Ensuite, j'ai vu Mary et Max, une histoire de correspondance entre une gamine australienne aux parents épouvantables et à la vie morne, et un quarantenaire américain atteint d'une forme d'autisme. Elle a tiré son nom au sort dans le bottin, il est incapable de gérer le caractère physique d'une rencontre mais se révèle un épistolier formidable, conseillant Mary lorsqu'elle lui demande de l'aider à repousser les moqueurs et, surtout, à découvrir le mystère de l'amour... Le problème : si Max est sensible à la pollution et incommodé par la séduction, il est aussi en quelque sorte " allergique " aux lettres de Mary dont les récits le confrontent à ses pires souvenirs d'enfance... Au début, on sourit de la présentation farfelue des deux personnages, de leurs petites manies, puis la noirceur et le mal-être s'installent et on est ému aux larmes des ratés et des joies de cette amitié hors des sentiers battus, des ces rendez-vous manqués entre ces deux êtres souffrants. Un très beau film.
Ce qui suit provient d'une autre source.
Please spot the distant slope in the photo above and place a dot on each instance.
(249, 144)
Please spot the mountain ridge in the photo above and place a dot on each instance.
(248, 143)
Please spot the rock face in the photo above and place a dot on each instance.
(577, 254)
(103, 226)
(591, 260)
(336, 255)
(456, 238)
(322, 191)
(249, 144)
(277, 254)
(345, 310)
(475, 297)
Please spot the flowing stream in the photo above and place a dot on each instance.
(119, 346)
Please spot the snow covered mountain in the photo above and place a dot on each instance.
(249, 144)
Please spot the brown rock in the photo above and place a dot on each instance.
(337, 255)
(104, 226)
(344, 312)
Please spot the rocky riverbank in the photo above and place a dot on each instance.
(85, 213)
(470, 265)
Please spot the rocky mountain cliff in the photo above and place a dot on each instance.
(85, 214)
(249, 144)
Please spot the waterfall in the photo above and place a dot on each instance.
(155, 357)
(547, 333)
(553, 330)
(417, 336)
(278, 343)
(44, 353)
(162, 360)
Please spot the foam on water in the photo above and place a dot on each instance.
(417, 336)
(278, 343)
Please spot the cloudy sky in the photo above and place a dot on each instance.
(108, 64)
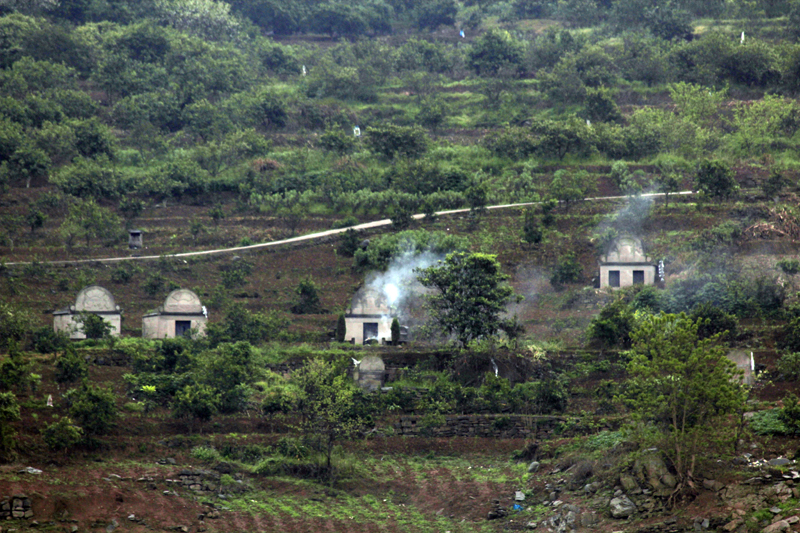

Enfin, Fish Tank. Une ado agressive dans une banlieue moche (sa famille : un univers féminin, où l'on se traite de bitch pour ponctuer la conversation, une mère immature qui aimerait se débarrasser de ses gamines indomptables, histoire peut-être aussi d'arrêter le temps...). Mia rêve de danse, survient Connor, le nouvel amant de sa mère. Il ne se laisse pas démonter par ses provocations, et pourrait même réussir à l'amadouer et à lui apprendre l'abandon... J'ai adoré voir ce film et discuter la fin jusqu'à pas d'heure avec **D** comme au bon vieux temps. Le scénario est une merveille de précision et n'hésite même pas vers la fin à nous semer un peu, au rythme d'une errance dont on a du mal à voir l'issue. Et l'héroïne (et l'actrice qui l'incarne) est formidable, butée mais toujours en mouvement, pleine de fureur et d'audace. Un magnifique portrait de jeune fille (en cheval sauvage, telle qu'elle imagine la vieille bête des nomades installés sur une terrain vague, et qu'elle finira par remplacer. Résignation ou maturité et sagesse du départ ?).